As recentes chuvas no litoral paulista e regiões adjacentes destacaram a urgência de uma resposta coordenada e contínua às emergências climáticas. A interdição da Serra Mogi-Bertioga, os alagamentos extensos em Ubatuba, Mongaguá e Peruíbe, e os danos estruturais no Vale do Ribeira e na Grande São Paulo sublinham a vulnerabilidade do estado a fenômenos naturais intensos. A atuação da Defesa Civil e demais órgãos de segurança tem sido fundamental, mas a frequência e intensidade desses eventos exigem um planejamento de longo prazo, incluindo a melhoria da infraestrutura e a conscientização da população. É imperativo que os esforços de prevenção e mitigação sejam reforçados para proteger vidas e reduzir os prejuízos futuros.

FAQ

Por que a Serra Mogi-Bertioga foi interditada?
A Serra Mogi-Bertioga foi interditada por questões de segurança, devido ao alto volume de chuvas que atingiu 200 milímetros em 72 horas na região de serra, excedendo o limite considerado seguro para a operação da rodovia e aumentando o risco de deslizamentos e acidentes.

Quais cidades do litoral foram mais afetadas pelas chuvas?
Ubatuba, no litoral norte, foi uma das mais afetadas com alagamentos generalizados e volumes de chuva recordes. No litoral sul, Mongaguá e Peruíbe também registraram inundações e incidentes, como quedas de estruturas e resgates de famílias.

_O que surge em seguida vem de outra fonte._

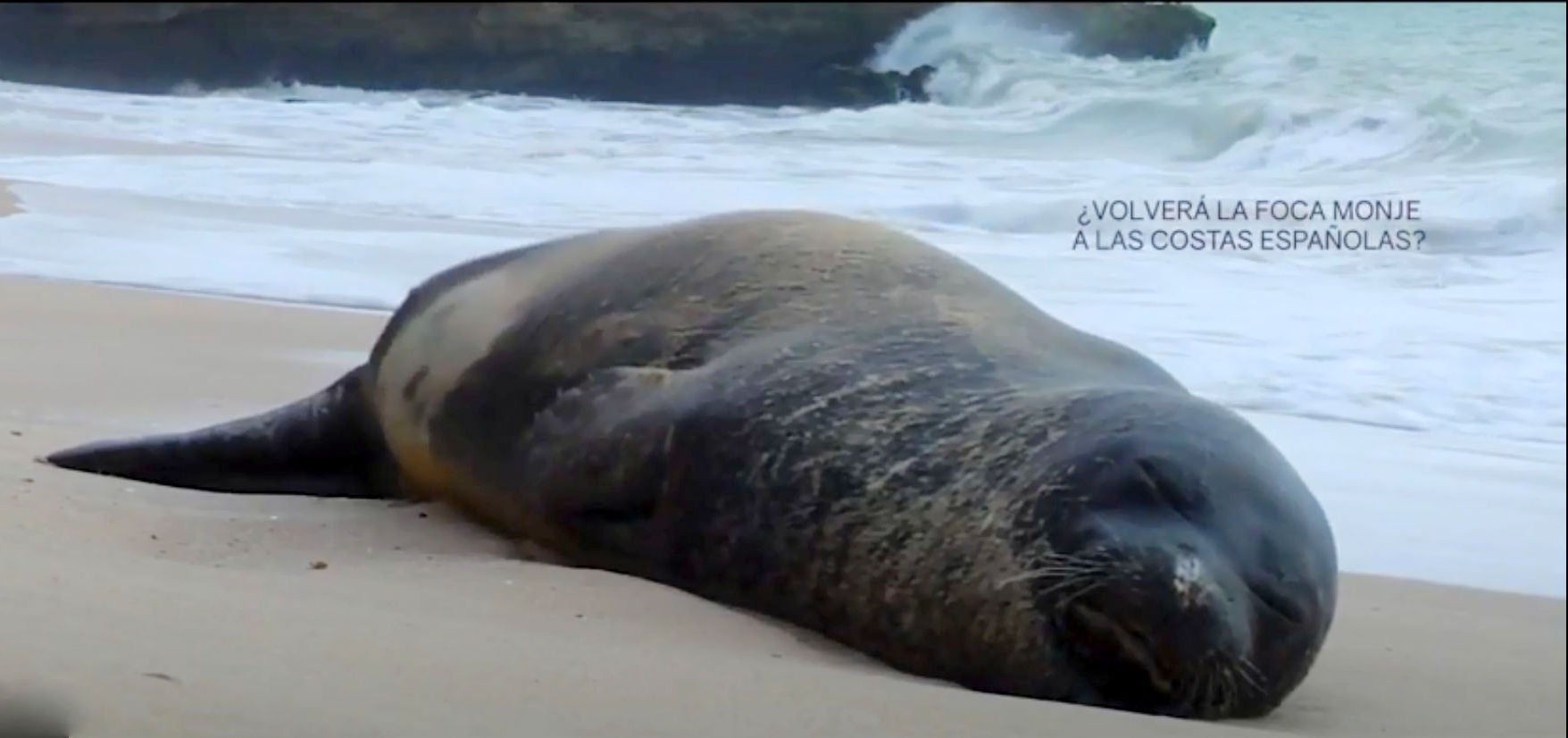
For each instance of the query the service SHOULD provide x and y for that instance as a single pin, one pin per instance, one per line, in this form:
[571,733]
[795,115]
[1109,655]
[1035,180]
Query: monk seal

Houve vítimas ou desabrigados reportados inicialmente?
Apesar dos intensos alagamentos e danos materiais, a Defesa Civil de Ubatuba informou que não houve registro de vítimas, desabrigados ou desalojados. Em Juquiá, no Vale do Ribeira, uma pessoa ficou ferida com escoriações após o desabamento de uma residência.

Mantenha-se informado sobre as condições climáticas e rodoviárias em sua região e siga sempre as orientações das autoridades de segurança. Sua precaução é fundamental em momentos de instabilidade climática.